Access to a large number of machine learning models is a great advantage for researchers, who can study various models to find the most suitable model. Although the results of this research were promising, in order to confirm the results and recommend new hybrid models for other similar research, it is necessary to use these models in other basins, which is suggested for future research. In this research, limited variables were used with the aim of using the lowest number of input variables to achieve a suitable flood estimation. In future research, more input variables such as temperature, and precipitation with various delays can be considered, which may effectively improve the performance of the models. Also, the data used in this study belonged to 1 year and on a daily basis. Increasing the length of the statistical period and using more data will lead to better training of the models and as a result, it will increase the accuracy of the models.
CONCLUSION
Accurate river flow prediction is crucial for managing water resources to the best of their abilities. To forecast the amount of flow, a number of models, including conceptual, physical, data-oriented, and experimental models, have been put forth. Considering the complexity of physical, experimental, and conceptual models, data-oriented methods have become increasingly popular among researchers in recent years. The effectiveness of the ANFIS, ANFIS–AOA, and ANFIS–HHO models was assessed in this study for flood prediction. The Shahrchay River in Urmia was chosen as the study area for this purpose. Five scenarios were defined to introduce the inputs to the models. The findings can be summarized as follows:
There was the strongest correlation between the flow and its amounts in the previous one to three days. A correlation coefficient of 0.94 was achieved.

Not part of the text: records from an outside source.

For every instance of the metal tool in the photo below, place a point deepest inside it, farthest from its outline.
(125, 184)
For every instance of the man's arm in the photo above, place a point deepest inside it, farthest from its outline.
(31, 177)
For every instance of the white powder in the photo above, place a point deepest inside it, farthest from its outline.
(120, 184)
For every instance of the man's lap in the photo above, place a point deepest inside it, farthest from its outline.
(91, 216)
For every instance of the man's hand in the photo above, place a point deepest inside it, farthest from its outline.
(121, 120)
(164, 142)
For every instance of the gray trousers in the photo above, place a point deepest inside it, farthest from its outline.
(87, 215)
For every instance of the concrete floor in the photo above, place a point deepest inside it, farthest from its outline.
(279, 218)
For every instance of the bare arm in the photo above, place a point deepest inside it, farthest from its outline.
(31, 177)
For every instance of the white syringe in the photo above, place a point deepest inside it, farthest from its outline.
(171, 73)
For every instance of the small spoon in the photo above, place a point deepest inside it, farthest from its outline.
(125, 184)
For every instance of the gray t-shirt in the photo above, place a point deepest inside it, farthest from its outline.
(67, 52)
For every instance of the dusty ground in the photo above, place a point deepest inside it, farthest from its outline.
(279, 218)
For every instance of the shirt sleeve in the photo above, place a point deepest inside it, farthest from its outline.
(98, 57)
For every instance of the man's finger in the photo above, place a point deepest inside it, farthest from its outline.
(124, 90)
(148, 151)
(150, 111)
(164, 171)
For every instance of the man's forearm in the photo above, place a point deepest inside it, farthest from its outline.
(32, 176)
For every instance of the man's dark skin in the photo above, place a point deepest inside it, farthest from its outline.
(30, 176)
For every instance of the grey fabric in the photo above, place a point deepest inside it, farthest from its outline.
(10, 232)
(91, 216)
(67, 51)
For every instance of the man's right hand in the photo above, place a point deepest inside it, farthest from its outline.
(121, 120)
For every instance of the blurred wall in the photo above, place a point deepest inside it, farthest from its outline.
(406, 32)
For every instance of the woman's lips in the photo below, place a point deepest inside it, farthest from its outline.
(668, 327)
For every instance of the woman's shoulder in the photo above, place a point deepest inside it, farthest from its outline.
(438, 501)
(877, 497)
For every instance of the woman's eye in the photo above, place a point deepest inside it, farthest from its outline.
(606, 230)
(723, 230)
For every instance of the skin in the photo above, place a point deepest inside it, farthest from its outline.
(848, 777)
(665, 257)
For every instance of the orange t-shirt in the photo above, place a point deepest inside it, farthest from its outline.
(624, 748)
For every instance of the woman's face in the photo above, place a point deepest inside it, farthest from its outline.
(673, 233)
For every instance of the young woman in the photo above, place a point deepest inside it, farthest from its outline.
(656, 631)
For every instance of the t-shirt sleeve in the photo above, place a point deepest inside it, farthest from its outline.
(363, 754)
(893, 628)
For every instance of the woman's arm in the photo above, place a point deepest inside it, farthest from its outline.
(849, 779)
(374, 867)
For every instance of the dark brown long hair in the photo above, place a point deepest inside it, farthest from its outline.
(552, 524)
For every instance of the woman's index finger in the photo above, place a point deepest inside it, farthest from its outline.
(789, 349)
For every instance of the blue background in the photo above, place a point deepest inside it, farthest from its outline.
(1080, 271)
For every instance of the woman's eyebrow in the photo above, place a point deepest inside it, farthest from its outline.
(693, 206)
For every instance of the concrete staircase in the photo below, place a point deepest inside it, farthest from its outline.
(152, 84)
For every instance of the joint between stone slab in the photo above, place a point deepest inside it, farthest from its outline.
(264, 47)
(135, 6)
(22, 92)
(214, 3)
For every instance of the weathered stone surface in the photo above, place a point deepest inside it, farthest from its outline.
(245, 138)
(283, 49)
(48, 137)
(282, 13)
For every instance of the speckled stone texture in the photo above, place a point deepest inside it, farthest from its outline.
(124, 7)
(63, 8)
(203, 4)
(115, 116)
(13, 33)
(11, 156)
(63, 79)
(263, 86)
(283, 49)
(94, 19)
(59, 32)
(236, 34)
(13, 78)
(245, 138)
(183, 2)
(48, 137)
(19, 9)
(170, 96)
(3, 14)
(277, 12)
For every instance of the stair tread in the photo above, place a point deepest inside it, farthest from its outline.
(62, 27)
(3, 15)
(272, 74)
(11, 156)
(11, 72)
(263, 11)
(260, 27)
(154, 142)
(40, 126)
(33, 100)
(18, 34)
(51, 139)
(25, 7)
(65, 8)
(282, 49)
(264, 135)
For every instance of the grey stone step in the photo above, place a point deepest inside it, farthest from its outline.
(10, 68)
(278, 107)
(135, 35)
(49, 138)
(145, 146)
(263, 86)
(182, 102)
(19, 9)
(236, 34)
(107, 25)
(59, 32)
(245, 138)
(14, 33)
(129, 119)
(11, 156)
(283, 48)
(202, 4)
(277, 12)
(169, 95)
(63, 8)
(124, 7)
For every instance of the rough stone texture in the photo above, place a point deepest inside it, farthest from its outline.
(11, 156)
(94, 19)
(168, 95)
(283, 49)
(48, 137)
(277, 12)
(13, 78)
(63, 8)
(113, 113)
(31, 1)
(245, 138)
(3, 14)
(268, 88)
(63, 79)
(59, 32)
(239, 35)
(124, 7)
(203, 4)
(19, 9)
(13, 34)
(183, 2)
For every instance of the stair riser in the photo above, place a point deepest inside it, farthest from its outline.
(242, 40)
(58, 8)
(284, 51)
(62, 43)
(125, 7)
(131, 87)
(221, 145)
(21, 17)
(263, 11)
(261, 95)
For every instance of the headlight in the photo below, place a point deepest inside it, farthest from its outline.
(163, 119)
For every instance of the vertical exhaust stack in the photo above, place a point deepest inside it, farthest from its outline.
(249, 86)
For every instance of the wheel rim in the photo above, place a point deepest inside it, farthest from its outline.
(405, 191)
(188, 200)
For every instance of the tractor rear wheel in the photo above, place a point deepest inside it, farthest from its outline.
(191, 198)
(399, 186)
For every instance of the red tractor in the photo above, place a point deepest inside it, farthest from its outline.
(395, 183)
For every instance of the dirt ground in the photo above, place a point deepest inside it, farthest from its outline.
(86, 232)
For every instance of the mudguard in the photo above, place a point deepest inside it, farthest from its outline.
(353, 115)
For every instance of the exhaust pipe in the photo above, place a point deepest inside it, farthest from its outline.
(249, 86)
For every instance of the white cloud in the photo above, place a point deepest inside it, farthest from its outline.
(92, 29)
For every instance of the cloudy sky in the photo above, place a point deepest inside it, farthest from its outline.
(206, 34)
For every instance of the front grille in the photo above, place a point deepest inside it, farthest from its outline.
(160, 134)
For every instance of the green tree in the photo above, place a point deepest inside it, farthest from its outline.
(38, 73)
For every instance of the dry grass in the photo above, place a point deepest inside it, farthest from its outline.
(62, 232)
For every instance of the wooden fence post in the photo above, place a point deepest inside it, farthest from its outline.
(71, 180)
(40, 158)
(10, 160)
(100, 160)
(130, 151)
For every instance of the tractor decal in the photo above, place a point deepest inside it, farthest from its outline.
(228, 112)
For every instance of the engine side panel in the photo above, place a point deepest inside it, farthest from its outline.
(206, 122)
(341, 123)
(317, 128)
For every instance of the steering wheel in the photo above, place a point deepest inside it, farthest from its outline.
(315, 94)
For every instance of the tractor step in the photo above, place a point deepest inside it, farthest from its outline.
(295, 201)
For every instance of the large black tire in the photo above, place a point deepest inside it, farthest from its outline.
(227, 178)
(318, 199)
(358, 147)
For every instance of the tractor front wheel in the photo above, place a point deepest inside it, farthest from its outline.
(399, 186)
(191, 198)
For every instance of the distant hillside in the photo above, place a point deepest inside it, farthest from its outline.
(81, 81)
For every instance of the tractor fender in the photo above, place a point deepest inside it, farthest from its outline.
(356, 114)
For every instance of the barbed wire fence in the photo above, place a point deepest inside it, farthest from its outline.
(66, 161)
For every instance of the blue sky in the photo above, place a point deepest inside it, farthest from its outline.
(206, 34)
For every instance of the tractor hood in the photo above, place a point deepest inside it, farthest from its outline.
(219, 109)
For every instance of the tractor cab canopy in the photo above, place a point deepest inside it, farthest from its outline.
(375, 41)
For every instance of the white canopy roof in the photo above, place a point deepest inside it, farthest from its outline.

The ANFIS–HHO and ANFIS–AOA hybrid models addressed the limitation of the ANFIS model in producing irrational values, such as negative values, in certain steps.
Using the third scenario, including the flow in the previous one to three days, the ANFIS model produced the best results; while utilizing the fourth scenario that added the evaporation as an input, the ANFIS–HHO and ANFIS–AOA models produced the best results.
The performance of the ANFIS model was improved remarkably by using the HHO and AOA.
The Taylor's diagrams demonstrated how accurate both models were at predicting floods. Using this diagram to compare the models, it was possible to see that the ANFIS–AOA hybrid model performed better in prediction tasks.
DATA AVAILABILITY STATEMENT
All relevant data are included in the paper or its Supplementary Information.
CONFLICT OF INTEREST
The authors declare there is no conflict.